You can also set an authoritative condition. No matter what conditions/expressions have been added via *add_condition*, only the condition used in *add_authoritative_condition* will appear in your rule.

```python
rule.add_authoritative_condition(condition="any of them")
```

### Conditions And Strings

All functions adding strings to a YARA rule accept the following parameters which enable developers to add conditions to the following methods:
* *add_strings*
* *add_binary_strings*
* *add_regex*
* *add_binary_as_string*

```python
add_strings(...condition="my condition")
```

# Complex Conditions & Condition Groups

*yara_tools* introduces a new concept referred to as *Condition Groups.*

Condition Groups are containers for conditions. 
* A condition group may have one or many expressions within them. 
* A condition group has a single configurable boolean assigned to all expressions within it. 
* A condition group can be negated/inverted (not modifier)
* An expression can be used within many condition groups. 
* Condition groups can be related to one another and nested.
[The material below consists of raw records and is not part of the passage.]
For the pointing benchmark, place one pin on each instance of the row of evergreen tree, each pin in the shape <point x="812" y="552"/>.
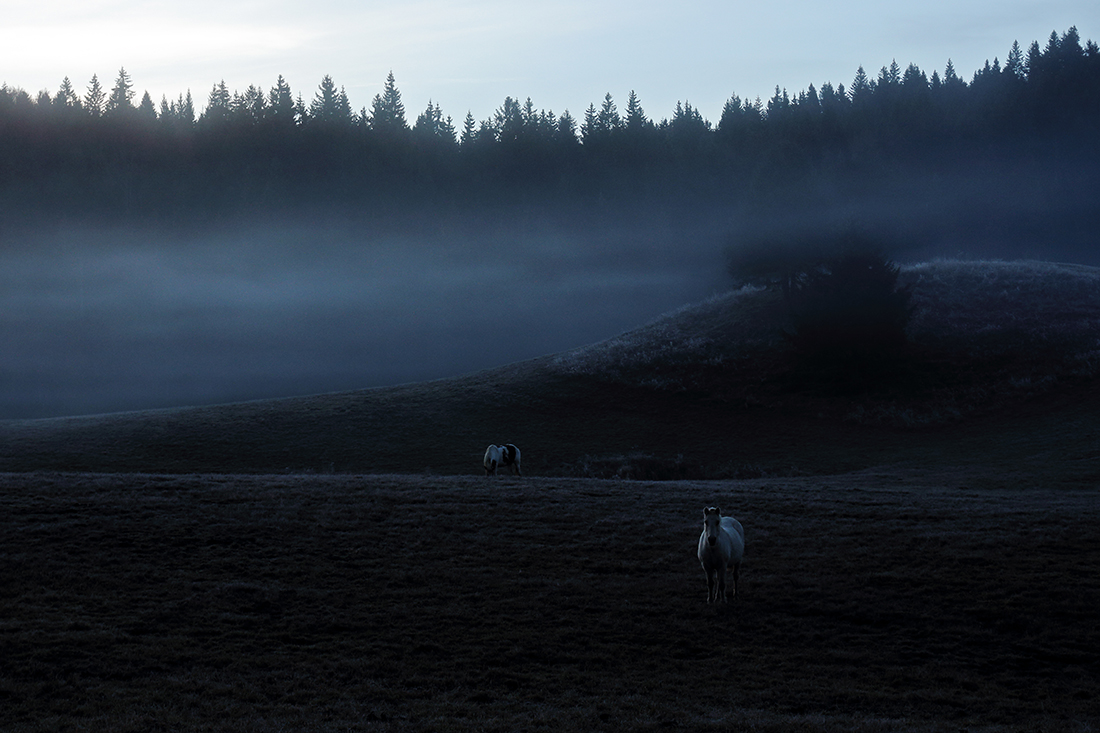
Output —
<point x="276" y="145"/>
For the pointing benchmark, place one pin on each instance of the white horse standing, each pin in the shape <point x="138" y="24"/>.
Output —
<point x="497" y="456"/>
<point x="721" y="546"/>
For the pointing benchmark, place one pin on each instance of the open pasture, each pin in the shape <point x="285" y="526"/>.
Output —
<point x="887" y="600"/>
A condition group is a construct that only exists in memory. A condition group is not committed to a rule until compile time (build_rule()) and will only appear as a condition if build rule is invoked with the *condition_groups* parameter.

```python
rule.build_rule(condition_groups=True)
```

### Simple Condition Groups

Condition groups are created via _create_condition_group()_ method.

```python
rule.create_condition_group(name="my_condition_group")
```

The following parameters can be provided to *create_condition_group* to modify it:
* *condition_modifier* - A boolean value, most often used to negate a group using 'not'
* *default_boolean* - A condition group's expressions can only contain a single boolean.
* *parent_group* - A reference to another condition group used in building complex relationships. Can be a list() or str()
* *virtual* - Boolean. A virtual condition group is never committed to a rule. It is used to prototype condition groups, commonly used to retrieve compiled condition_group strings.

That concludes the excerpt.